Its ability to process long texts is also remarkable. It can handle 150,000 words at once, which is enough to analyze and summarize an entire book like 'Harry Potter and the Deathly Hallows' in one go. Its ability to accurately recall information from vast data is nearly perfect. In the so-called 'finding a needle in a haystack' evaluation, it recorded 99% accuracy.

LLM Performance Comparison Results Image from Anthropic homepage

There was even a case where Claude 3 realized it was being tested in the needle-finding evaluation. When a sentence about pizza topping ingredients was inserted among vast data related to company work and programming tasks and asked to find it, Claude 3 found the 'needle.' Moreover, it recognized that the sentence was artificially placed to test itself.

Above all, Anthropic emphasizes safety and trust as its competitive edge.
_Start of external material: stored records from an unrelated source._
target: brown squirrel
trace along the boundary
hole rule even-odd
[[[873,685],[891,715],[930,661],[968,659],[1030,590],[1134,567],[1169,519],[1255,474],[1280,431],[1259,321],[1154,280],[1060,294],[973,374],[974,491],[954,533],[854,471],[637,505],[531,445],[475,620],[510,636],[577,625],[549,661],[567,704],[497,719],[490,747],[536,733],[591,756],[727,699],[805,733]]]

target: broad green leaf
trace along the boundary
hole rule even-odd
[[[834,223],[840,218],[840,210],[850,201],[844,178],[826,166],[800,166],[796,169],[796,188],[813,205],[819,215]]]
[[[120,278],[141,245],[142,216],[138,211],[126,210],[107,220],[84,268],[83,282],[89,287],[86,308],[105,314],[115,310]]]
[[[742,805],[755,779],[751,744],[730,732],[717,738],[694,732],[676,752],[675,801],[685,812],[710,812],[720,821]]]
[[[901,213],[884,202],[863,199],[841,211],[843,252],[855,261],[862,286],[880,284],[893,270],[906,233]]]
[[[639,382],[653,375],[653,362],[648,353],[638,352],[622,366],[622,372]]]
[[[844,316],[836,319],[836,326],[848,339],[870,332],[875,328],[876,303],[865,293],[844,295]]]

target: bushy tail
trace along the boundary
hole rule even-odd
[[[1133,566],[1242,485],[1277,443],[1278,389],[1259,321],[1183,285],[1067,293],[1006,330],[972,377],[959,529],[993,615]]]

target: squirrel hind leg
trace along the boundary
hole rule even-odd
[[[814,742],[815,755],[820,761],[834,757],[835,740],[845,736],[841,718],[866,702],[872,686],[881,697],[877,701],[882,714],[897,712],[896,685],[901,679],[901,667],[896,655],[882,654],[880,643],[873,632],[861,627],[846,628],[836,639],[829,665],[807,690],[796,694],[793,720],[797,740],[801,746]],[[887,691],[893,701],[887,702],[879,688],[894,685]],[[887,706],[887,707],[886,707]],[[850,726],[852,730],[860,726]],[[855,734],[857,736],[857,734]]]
Claude 3 has multimodal capabilities to view photos or images and respond, but it does not have image generation functions like OpenAI's 'Sora.' The company cited low corporate demand but it seems to be a decision made considering reliability. Recently, ethical issues of AI models have become a hot topic, such as image generation errors in Google's Gemini and copyright infringement by ChatGPT.

In fact, Anthropic has emphasized safe AI since its founding. It is well known that the company was founded by the Amodei siblings, former OpenAI founding members who left the company. It is reported that they left due to conflicts of opinion as OpenAI increasingly moved toward a profit-driven direction.

Anthropic’s governance structure appears unique, seemingly conscious of OpenAI wavering between profit and non-profit. The company itself was established as a public benefit corporation. The company's goal is to responsibly develop AI for the long-term benefit of humanity. There is even an expert organization that governs Anthropic regardless of company profits. This group holds 'Class T' shares, which cannot be sold and pay no dividends. Although they gain little from company profits, they have strong authority to elect and dismiss the board of directors. This can be seen as a kind of 'kill switch' to prevent dangerous AI.